Waspadai Krisis Properti China, Bagaimana Pasar Hari Ini?

Untuk perdagangan hari ini, pelaku pasar perlu mencermati beberapa sentimen, di mana yang pertama adalah keputusan DPR AS untuk meloloskan Rancangan Undang-undang (RUU) Infrastruktur.
Salah satu isi aturan tersebut adalah persyaratan pelaporan pajak mata uang kripto. Hal ini jelas menjadi sentimen negatif untuk pasar token kripto.
Sebagai informasi, Dewan Perwakilan Rakyat AS (US House of Representatives) sepakat untuk meloloskan RUU infrastruktur bipartisan yang berisi persyaratan pelaporan pajak mata uang kripto yang oleh beberapa kalangan, khususnya pecinta kripto dianggap sebagai langkah kontroversial.
DPR AS mendukung RUU tersebut dengan setidaknya 218 setuju pada Jumat malam, memuluskan salah satu prioritas utama bagi pemerintahan Presiden AS Joe Biden.
Senat awalnya meloloskan RUU tersebut pada bulan Agustus setelah anggota parlemen menolak segala upaya untuk mengubah ketentuan terkait kripto.
RUU tersebut akan memberikan dana US$ 550 miliar atau setara dengan Rp 7.865 triliun (kurs Rp 14.300/US$) untuk investasi federal baru dalam infrastruktur Amerika selama 5 tahun, menyentuh segala aspek mulai dari jembatan dan jalan hingga sistem broadband, air, dan energi.
Selain itu pelaku pasar juga masih perlu mencermati perkembangan kasus gagal bayar (default) surat utang emiten properti di China.
Otoritas Bursa setempat memutuskan untuk menghentikan perdagangan saham developer properti, Kaisa Holdings akibat gagal bayarnya kupon obligasi ke investor lokal.
Berdasarkan catatan Reuters, Kaisa memiliki utang sebesar US$ 3,2 miliar yang akan jatuh tempo dalam 12 bulan mendatang.
Sementara itu dalam waktu dekat Kaisa memiliki utang senilai US$ 400 juta yang jatuh tempo pada 7 Desember nanti. Ditambah lagi Kaisa juga memiliki kewajiban untuk membayar kupon senilai US$ 59 juta pada pekan depan tepatnya pada 11 November 2021.
Dari pasar komoditas, harga energi seperti minyak, batu bara dan gas alam naik cukup signifikan di akhir perdagangan minggu ini. Penyebabnya masih sama, kecemasan investor akan supply and demand gap di pasar yang belum mereda.
Harga komoditas terutama yang masih tetap tinggi dikhawatirkan bakal memicu inflasi akan tetap berada di atas level sasaran target bank sentral hingga 2022.
Dalam jangka pendek, kenaikan harga komoditas terutama batu bara yang melesat 10% lebih sepekan dapat membuat harga saham-saham emiten tambang batu hitam dalam negeri mendapatkan tenaga untuk menguat.
Namun untuk jangka yang lebih panjang ketakutan akan setan inflasi bisa memicu reli harga emas. Harga emas kembali melesat 1% lebih pekan ini dan menyentuh level US$ 1.816/troy ons.

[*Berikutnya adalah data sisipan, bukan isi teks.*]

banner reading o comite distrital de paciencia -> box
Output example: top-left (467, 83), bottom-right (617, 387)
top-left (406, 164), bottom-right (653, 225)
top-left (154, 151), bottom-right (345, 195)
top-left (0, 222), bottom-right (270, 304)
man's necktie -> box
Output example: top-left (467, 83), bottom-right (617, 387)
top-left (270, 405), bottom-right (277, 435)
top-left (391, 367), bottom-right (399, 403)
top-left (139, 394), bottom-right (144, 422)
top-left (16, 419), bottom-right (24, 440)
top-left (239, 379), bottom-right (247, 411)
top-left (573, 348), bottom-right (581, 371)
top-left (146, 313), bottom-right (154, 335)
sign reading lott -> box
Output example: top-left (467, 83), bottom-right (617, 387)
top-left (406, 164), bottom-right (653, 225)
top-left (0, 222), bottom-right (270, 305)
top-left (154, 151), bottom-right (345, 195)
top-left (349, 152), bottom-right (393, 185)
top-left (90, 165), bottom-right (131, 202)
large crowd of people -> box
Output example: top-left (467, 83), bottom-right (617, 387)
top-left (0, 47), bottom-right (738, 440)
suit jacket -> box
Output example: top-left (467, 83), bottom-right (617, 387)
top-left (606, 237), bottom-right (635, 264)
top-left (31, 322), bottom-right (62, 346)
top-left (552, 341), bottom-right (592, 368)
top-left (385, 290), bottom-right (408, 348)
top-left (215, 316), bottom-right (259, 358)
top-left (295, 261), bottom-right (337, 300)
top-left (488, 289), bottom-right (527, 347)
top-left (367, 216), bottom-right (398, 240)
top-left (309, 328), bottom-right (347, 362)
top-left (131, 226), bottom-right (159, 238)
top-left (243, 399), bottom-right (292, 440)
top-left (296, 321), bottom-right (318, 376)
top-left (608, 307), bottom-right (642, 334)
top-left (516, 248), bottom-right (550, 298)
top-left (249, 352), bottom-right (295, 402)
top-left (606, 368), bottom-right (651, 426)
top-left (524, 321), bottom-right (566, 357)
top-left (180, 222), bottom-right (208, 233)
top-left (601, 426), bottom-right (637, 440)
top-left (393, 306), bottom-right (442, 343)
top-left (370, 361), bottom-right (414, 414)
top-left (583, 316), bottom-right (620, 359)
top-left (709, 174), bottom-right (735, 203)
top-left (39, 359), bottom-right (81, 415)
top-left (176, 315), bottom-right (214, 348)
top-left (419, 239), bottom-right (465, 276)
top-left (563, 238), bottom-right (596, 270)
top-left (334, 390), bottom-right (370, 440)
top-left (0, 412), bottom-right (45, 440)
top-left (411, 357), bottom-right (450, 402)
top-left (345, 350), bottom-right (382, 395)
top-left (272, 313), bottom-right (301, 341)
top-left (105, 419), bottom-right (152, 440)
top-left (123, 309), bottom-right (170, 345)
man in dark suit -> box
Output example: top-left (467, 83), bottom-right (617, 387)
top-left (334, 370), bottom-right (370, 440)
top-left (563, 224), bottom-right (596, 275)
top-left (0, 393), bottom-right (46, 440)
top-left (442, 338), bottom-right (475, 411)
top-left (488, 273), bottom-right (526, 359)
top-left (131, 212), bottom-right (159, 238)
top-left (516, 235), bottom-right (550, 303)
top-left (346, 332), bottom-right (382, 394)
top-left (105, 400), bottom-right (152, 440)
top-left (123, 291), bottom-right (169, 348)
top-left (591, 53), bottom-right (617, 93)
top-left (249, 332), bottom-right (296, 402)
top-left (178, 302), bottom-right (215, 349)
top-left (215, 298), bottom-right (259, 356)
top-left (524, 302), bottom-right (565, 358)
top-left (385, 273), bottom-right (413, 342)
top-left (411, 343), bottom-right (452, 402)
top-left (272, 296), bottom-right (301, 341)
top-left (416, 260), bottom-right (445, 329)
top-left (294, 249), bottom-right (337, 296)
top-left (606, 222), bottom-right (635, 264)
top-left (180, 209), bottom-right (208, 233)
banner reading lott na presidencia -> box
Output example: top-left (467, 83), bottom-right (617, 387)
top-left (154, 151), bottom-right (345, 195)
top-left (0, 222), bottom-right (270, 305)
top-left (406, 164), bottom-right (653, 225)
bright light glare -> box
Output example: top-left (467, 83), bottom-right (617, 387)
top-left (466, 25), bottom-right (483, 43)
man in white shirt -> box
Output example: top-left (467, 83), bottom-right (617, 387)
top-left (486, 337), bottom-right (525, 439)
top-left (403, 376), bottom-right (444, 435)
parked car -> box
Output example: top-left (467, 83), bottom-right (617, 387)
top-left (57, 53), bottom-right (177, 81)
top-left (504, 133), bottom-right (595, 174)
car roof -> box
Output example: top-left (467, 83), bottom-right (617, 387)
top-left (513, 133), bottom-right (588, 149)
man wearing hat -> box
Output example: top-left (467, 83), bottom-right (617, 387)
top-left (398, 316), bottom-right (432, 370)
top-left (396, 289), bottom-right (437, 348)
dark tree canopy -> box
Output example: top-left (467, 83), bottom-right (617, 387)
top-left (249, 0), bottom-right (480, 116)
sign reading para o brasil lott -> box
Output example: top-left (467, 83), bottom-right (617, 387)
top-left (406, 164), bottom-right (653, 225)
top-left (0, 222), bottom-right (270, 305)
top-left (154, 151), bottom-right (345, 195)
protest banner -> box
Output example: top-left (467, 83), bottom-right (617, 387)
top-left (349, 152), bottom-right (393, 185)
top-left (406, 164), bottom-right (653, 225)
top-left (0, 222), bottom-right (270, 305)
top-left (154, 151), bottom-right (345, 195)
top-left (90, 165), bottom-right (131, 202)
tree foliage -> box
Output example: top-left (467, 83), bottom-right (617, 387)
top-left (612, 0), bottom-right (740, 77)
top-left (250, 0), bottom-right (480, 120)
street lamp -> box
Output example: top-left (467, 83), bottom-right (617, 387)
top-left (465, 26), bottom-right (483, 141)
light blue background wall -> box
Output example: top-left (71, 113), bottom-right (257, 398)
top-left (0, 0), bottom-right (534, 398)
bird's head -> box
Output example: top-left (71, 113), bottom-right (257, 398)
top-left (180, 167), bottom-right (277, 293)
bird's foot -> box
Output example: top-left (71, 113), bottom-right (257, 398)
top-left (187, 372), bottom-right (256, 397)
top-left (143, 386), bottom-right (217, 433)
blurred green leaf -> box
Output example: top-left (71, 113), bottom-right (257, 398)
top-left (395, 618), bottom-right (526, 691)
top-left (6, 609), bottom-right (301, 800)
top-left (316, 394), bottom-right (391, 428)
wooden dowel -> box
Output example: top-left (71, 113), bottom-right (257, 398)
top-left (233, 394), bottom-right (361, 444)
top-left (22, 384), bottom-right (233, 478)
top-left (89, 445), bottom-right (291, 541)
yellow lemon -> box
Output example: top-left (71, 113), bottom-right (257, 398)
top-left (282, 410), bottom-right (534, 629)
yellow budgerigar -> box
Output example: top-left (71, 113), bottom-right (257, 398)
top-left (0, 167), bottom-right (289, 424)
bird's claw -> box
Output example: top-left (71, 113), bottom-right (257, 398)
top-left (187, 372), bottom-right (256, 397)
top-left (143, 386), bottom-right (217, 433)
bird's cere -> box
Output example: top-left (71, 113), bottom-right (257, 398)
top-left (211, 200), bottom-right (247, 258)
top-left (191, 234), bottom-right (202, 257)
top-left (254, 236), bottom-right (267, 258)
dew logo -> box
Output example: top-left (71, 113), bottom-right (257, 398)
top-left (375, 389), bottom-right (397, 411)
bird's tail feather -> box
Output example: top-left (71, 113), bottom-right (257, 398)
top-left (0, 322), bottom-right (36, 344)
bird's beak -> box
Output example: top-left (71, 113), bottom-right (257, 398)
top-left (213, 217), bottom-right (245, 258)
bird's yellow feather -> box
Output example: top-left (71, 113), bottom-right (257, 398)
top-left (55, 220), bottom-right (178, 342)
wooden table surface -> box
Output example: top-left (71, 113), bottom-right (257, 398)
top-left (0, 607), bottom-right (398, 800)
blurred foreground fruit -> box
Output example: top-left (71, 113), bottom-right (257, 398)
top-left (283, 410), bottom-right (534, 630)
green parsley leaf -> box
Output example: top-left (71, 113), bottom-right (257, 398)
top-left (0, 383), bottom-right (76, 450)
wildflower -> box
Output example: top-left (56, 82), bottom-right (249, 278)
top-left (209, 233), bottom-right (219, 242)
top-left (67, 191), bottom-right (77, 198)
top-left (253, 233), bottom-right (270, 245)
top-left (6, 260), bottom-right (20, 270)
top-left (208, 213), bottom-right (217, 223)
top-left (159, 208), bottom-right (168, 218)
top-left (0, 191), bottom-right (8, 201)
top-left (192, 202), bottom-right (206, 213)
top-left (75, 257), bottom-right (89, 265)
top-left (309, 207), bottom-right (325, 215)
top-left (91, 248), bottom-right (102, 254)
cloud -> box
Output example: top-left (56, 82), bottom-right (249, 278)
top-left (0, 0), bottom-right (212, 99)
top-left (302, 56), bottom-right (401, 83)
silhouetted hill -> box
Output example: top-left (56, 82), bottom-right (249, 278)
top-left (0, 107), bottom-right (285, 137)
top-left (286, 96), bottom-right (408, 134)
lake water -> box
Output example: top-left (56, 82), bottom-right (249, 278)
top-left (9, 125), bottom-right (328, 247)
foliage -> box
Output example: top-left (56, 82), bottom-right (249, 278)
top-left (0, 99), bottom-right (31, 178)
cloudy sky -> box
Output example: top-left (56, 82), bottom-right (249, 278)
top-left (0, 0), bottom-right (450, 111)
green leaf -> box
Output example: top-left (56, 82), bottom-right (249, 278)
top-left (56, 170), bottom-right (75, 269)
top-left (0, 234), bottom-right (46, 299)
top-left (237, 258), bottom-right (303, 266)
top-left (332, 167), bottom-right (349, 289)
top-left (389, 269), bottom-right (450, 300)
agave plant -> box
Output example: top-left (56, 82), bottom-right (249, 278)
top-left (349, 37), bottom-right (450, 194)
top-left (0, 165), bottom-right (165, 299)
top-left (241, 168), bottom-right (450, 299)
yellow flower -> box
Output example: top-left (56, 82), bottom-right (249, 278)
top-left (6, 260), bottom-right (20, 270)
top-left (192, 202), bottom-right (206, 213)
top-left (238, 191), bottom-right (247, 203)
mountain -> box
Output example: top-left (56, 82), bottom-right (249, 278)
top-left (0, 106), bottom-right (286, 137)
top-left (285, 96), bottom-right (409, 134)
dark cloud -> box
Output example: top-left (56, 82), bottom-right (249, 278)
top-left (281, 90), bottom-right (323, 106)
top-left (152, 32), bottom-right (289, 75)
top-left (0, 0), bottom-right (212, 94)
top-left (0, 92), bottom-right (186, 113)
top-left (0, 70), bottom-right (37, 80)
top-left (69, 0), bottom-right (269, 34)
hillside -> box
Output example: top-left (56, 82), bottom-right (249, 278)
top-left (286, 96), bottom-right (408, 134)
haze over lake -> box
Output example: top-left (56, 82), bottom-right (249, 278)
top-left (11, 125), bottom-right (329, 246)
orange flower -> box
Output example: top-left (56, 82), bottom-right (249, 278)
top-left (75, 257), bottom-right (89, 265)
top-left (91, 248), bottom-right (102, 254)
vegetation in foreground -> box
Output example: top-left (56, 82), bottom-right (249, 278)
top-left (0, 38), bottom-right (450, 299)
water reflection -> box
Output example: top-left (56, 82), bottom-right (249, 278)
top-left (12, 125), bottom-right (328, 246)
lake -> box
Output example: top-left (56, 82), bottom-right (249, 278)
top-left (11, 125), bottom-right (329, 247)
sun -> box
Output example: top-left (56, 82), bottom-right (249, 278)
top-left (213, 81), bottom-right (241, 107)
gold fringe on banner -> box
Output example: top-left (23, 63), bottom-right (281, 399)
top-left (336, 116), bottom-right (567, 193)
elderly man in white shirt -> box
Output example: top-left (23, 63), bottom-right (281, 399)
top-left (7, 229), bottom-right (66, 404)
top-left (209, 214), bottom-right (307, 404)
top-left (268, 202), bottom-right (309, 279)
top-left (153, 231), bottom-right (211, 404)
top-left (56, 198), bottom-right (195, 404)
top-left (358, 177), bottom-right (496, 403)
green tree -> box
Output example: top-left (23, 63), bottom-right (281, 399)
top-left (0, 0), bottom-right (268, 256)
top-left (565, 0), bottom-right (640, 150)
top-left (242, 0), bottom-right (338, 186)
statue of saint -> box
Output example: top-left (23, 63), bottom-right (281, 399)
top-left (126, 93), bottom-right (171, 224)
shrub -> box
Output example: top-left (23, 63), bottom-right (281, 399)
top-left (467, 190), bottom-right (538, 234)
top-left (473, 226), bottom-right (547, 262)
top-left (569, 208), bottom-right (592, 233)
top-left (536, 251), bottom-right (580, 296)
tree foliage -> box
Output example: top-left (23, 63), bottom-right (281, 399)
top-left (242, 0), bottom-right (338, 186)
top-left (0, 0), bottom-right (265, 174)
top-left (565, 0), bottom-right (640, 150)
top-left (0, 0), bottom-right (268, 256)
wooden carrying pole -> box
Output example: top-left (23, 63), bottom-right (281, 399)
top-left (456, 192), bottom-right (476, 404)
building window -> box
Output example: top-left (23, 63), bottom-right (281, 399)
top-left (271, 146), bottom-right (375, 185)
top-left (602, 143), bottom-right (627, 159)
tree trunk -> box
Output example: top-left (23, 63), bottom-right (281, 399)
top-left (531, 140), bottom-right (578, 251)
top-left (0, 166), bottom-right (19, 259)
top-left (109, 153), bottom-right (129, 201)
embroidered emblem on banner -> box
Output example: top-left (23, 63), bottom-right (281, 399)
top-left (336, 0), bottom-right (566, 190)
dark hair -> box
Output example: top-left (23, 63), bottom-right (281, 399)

Adanya antisipasi inflasi tinggi turut direspons pelaku pasar. Berdasarkan data Commodity Futures Trading Commission (CFTC), posisi net long (beli bersih) trader untuk kontrak berjangka COMEX naik signifikan di bulan Oktober mencapai 701 ton dibandingkan dengan 537 ton di akhir September.
Terakhir, faktor yang perlu diperhitungkan investor adalah perkembangan pandemi. Di dalam negeri kondisi pandemi terus membaik. Tren kasus infeksi harian konsisten di bawah angka 1.000 dan di minggu ini saja tambahan kasus baru turun 5,4%.
Namun di negara Eropa, kenaikan kasus infeksi Covid-19 kembali terjadi. Reuters melaporkan bahwa kasus infeksi Covid-19 di Eropa naik 6% secara mingguan di awal November.
Di Benua Biru setidaknya ada tambahan 1,8 juta kasus baru. Pada saat yang sama angka kematian juga meningkat 12% secara mingguan.
Meskipun ketakutan akan inflasi dan bahkan stagflasi masih menghantui pasar, harga saham dan obligasi pemerintah AS masih lanjut naik. Di akhir perdagangan Jumat (5/11), tiga indeks saham Paman Sam kompak menguat lebih dari 0,2%.